|Get this book for your library!|
So many people have already praised it for its great writing and incredible erudition. I felt really let down after reading his book because I was expecting so much more.
Mr. Coates is a good writer, but he is not a great writer. His prose flows and I believe he has found his own voice. However, the writing is not beautiful, nor is it creative or innovative in any manner.
In my opinion the most important aspects of this book are his insights on the black body. African Americans, after all, were considered products to be exploited for their value as slaves. Their (and latino) bodies are still used in such a way in the prison industry as explicated so brilliantly in Michelle Alexander's seminal work, The New Jim Crow.
He COMPLETELY neglects the fact that other ethnicities (besides black people) have race issues in the US as well. I wouldn't expect him to explicate on these issues, but to mention them at least would give his writing a much more well rounded analytic style.
I found Coates' story about his friend's death at the hands of the police to be distant and not too empathetic, except that the writer realized he was not safe. from the hands of the police either.
His article on Prince's death is a good piece of work:
He doesn't get into the fact that he was extremely lucky to have a family background that valued education. He has multiple generations of college graduates in his ancestry.
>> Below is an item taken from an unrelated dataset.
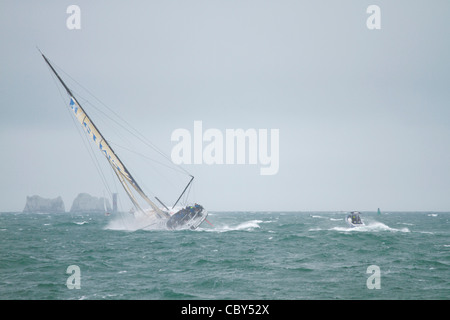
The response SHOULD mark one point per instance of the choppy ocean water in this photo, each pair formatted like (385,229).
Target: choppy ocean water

This is a great thing, but not addressing educational disparities in the milieu that is the US today is a mistake and will lead to bad analysis.
He also makes France sound like an escape from colonialism--which it can't be--as it is and was one of the world's colonial powers.
I believe Coates is primarily a journalist, and that is good. This book is a good example of journalist non-fiction writing. However, I don't go looking for James Baldwin when I read nonfiction books by journalists.
I'm going to say that you should read this book and also buy it for your library though. It is an important book, and it is written in a journalistically accessible style.